I read a post over at Dead Bug's this week that resonated with me to the point that I felt completely raw and exposed. This, this is my fear. The last two paragraphs left me in a teary mess at my desk, and they are having the exact same effect now, re-reading the post. I'm afraid to push him away, because what if he submits to it all? What if, after all these years of fighting back and losing ground in equal measure, he decides that he hasn't the spirit to fight anymore? I am then left with about 16 years of good memories of the Dad I knew then, mixing with the mess that his later life became.
I sometimes struggle to reconcile the two people, as they seem like separate entities entirely. There was the Dad who suffered immensely, but quietly, and there is the one that I have nicknamed DUI Dad to lighten the oppressive tone this sort of subject matter involves. The Dad of my childhood started to dissolve when he left, and re-emerged in the past five years or so as he made a concerted effort to be involved in our lives. Here we find ourselves again, watching the former Dad slip away again.

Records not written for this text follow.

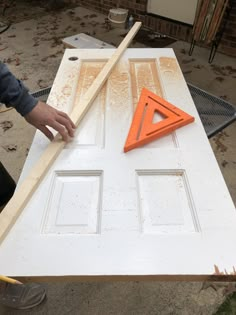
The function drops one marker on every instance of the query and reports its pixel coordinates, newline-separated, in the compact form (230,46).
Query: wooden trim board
(23,194)
(86,278)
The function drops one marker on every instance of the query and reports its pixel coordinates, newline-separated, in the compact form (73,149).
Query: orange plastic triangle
(143,130)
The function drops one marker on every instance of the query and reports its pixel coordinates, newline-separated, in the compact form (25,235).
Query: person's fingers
(61,129)
(46,131)
(66,123)
(67,117)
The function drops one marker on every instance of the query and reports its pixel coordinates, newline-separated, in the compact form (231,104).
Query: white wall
(179,10)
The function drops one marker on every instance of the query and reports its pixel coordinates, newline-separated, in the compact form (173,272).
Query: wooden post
(24,192)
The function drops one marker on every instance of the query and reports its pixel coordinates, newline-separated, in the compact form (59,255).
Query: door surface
(161,209)
(181,10)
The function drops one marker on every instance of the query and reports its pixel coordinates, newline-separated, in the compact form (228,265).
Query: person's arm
(39,114)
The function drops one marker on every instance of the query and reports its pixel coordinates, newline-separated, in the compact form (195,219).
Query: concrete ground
(32,48)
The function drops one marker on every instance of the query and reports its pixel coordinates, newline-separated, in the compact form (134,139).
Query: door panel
(160,209)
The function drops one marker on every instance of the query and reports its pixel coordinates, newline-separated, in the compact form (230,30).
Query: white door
(181,10)
(161,209)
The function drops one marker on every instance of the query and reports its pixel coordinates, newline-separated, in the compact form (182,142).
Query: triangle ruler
(143,130)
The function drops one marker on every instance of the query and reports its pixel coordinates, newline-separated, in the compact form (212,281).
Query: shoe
(21,296)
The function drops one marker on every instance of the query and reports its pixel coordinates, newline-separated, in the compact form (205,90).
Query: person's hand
(43,115)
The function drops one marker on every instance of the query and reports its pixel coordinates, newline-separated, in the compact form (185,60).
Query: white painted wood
(162,209)
(181,10)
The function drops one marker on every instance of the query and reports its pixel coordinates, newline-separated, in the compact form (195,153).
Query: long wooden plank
(23,193)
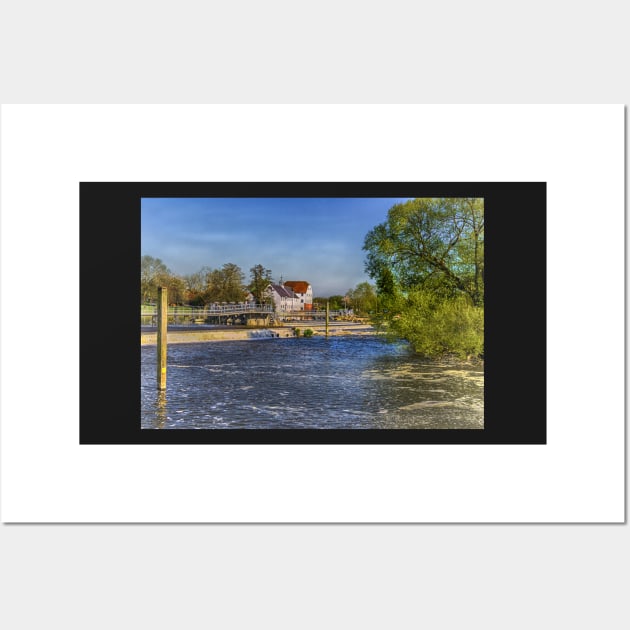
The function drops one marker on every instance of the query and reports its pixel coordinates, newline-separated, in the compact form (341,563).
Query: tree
(260,280)
(433,243)
(225,284)
(362,297)
(153,274)
(428,262)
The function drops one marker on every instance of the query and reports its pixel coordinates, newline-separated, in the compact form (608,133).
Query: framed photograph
(277,332)
(398,415)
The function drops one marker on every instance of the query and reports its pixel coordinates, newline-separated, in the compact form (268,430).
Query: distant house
(303,291)
(292,295)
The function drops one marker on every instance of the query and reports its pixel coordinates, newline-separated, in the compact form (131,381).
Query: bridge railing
(149,312)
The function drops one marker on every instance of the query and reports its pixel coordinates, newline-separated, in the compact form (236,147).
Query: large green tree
(434,243)
(428,262)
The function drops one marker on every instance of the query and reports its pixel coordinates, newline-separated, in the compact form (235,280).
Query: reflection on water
(338,383)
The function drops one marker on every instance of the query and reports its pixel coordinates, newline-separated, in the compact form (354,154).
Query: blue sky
(319,240)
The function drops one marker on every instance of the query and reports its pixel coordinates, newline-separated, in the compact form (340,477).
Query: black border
(515,344)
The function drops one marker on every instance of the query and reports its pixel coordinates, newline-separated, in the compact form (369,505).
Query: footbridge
(243,313)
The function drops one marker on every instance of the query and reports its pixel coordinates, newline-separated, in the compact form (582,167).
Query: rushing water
(342,382)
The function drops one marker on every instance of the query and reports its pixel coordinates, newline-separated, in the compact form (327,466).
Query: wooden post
(161,337)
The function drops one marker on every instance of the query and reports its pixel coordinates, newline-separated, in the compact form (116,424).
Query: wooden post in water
(161,337)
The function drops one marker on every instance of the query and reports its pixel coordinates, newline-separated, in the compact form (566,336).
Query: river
(345,382)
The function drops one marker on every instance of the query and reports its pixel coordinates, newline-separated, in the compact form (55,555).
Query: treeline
(229,284)
(427,259)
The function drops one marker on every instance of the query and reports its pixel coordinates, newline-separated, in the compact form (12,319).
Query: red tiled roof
(299,286)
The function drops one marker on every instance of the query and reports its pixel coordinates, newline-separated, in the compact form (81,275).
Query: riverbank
(229,333)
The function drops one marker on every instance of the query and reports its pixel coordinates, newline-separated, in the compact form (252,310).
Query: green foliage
(335,302)
(224,285)
(260,279)
(428,262)
(436,326)
(362,298)
(435,243)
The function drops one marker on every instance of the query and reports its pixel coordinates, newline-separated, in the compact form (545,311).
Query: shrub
(436,326)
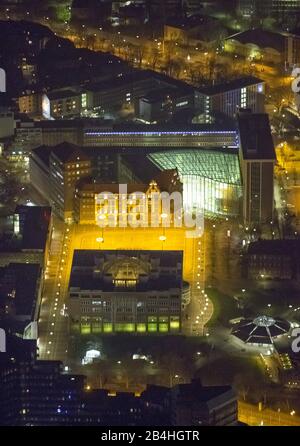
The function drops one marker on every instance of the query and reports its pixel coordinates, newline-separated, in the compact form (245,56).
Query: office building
(195,405)
(25,235)
(67,165)
(126,292)
(274,259)
(228,98)
(20,289)
(39,393)
(7,124)
(61,104)
(164,104)
(87,210)
(211,178)
(257,160)
(164,136)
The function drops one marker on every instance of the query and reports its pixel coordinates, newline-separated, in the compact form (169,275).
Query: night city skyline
(149,215)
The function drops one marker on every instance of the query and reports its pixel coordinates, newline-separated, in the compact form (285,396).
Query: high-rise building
(67,165)
(257,160)
(195,405)
(127,292)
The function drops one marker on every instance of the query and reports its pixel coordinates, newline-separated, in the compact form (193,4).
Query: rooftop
(261,38)
(67,152)
(62,94)
(34,226)
(101,270)
(255,136)
(18,286)
(234,84)
(288,247)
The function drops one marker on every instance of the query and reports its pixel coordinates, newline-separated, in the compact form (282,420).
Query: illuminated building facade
(124,199)
(200,136)
(257,160)
(126,291)
(211,178)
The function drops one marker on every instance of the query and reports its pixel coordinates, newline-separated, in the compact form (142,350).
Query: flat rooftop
(256,140)
(234,84)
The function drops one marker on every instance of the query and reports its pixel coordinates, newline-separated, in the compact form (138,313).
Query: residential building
(39,393)
(257,160)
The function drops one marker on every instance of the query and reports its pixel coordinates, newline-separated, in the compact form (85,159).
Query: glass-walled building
(211,178)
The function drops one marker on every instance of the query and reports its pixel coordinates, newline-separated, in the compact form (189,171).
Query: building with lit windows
(61,104)
(211,178)
(228,98)
(126,291)
(54,172)
(257,159)
(124,199)
(99,133)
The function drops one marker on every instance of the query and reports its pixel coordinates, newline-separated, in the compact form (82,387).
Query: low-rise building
(257,159)
(137,292)
(68,400)
(121,201)
(196,405)
(228,98)
(163,104)
(20,291)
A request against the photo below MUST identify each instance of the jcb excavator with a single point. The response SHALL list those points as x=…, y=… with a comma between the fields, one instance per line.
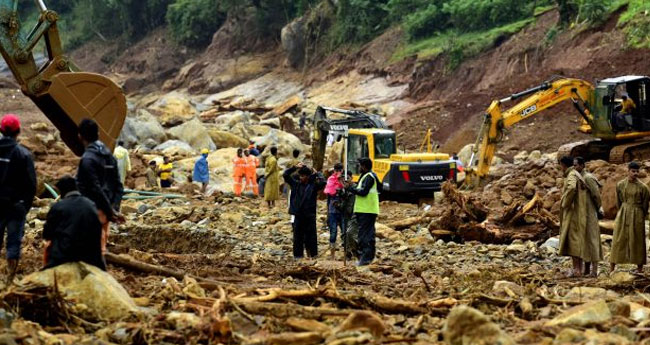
x=62, y=92
x=620, y=137
x=404, y=177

Not too long ago I posted a Philip Larkin poem entitled "This Be the Verse". At that time I was talking about my influence in my own child's life, wondering if what Larkin said is true:
They fuck you up, your mum and dad.
They may not mean to, but they do.
They fill you with the faults they had
And add some extra, just for you.
I'm consistently worried that I'm not raising P as well as I could be, but I also know that I will never put her in the position that I (and C as well) are in now. It's amazing how quickly you realise what a good parent you are when your own parent is fucked up beyond the point of return. I may pass on to her my love of looking at houses on the internet, or my habit of getting perhaps a bit too emotional in an argument, but she will never have to worry about whether I will drink myself to death, get in an accident which kills innocent people, or go to jail. "They fuck you up" indeed.